In making the case for the resolutions, Conyers also cited a recent Voice story about the rationale for appointing a special prosecutor. The article disclosed that Justice Department officials made that crucial move because investigators had serious concerns that then attorney general John Ashcroft continued to receive regular briefings about the inquiry despite the fact that Karl Rove?a close personal and political friend of Ashcroft?had become a subject of the probe. The story quoted senior law enforcement sources as saying that Ashcroft continued the briefings even after he was told investigators firmly believed that Rove had withheld important information from them during an FBI interview.

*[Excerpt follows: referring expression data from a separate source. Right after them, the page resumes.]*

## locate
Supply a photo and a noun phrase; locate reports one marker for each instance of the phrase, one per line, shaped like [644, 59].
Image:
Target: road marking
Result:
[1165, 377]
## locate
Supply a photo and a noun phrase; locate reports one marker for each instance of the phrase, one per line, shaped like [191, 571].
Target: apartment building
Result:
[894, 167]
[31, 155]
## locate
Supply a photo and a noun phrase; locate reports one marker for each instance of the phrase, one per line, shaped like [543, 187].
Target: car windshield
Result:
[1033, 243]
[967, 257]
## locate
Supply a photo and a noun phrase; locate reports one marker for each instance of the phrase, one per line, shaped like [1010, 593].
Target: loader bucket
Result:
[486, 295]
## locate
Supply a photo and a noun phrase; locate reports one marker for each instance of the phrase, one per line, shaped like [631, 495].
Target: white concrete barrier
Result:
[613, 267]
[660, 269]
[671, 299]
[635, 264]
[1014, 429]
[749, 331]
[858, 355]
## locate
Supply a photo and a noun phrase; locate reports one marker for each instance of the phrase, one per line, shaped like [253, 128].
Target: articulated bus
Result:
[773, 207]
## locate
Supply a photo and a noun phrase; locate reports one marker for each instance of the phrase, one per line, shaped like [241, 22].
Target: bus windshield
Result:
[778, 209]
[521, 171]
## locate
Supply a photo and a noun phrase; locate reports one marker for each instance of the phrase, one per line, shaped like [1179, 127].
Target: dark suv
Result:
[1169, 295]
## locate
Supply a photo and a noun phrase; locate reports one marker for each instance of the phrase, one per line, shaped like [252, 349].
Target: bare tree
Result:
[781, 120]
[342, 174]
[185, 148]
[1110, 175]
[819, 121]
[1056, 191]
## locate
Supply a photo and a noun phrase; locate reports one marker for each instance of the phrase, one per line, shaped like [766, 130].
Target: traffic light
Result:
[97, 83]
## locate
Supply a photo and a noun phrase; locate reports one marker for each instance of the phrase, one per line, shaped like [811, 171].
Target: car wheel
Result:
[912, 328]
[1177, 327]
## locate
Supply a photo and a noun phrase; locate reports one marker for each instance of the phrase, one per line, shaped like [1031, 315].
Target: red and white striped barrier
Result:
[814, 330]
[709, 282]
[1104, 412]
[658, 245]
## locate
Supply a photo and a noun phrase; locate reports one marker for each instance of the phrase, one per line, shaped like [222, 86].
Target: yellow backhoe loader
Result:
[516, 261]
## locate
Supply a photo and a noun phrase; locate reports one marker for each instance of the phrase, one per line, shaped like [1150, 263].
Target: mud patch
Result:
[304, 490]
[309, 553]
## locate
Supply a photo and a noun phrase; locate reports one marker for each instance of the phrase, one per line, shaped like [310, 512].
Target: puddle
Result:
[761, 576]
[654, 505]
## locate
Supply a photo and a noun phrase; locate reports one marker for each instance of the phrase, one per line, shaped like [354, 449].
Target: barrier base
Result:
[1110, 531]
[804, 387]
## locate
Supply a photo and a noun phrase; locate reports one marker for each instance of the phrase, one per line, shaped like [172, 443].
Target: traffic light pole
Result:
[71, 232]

Conyers questioned the Justice Department's handling of the Plame investigation prior to Fitzgerald's appointment virtually since its inception, alleging that Bush administration officials botched the initial stages of the inquiry, or perhaps even purposely stymied the efforts of investigators:
"The purpose of this resolution is to get to the bottom of what happened and why the Justice Department slow-walked the investigation at the beginning. We know that, despite [initial] urgent pleas from the CIA for a criminal investigation into the leaker, the Justice Department and White House dragged their feet. The Department then waited three days before notifying the White House of the breach and subsequent investigation. The White House then waited an additional 11 hours before telling staff to preserve evidence."
Conyers wasn?t done there:
"We now know that then attorney general John Ashcroft insisted on being briefed on Department interviews of Mr. Rove that were conducted in connection with the leak. He did so despite his own long-standing ties to Mr. Rove; Mr. Ashcroft had paid Mr. Rove almost $750,000 for work on several campaigns. That Mr. Ashcroft eventually recused himself demonstrates there were conflicts of interest with his continued involvement."
A Justice Department spokesman did not return telephone calls for comment either on Wednesday or Thursday. Ashcroft also declined to comment.
The House Armed Services Committee will be soon the fourth congressional committee to consider the matter. Their vote is scheduled for September 20. But it's similarly unlikely that any Republicans will break ranks and vote in favor an inquiry.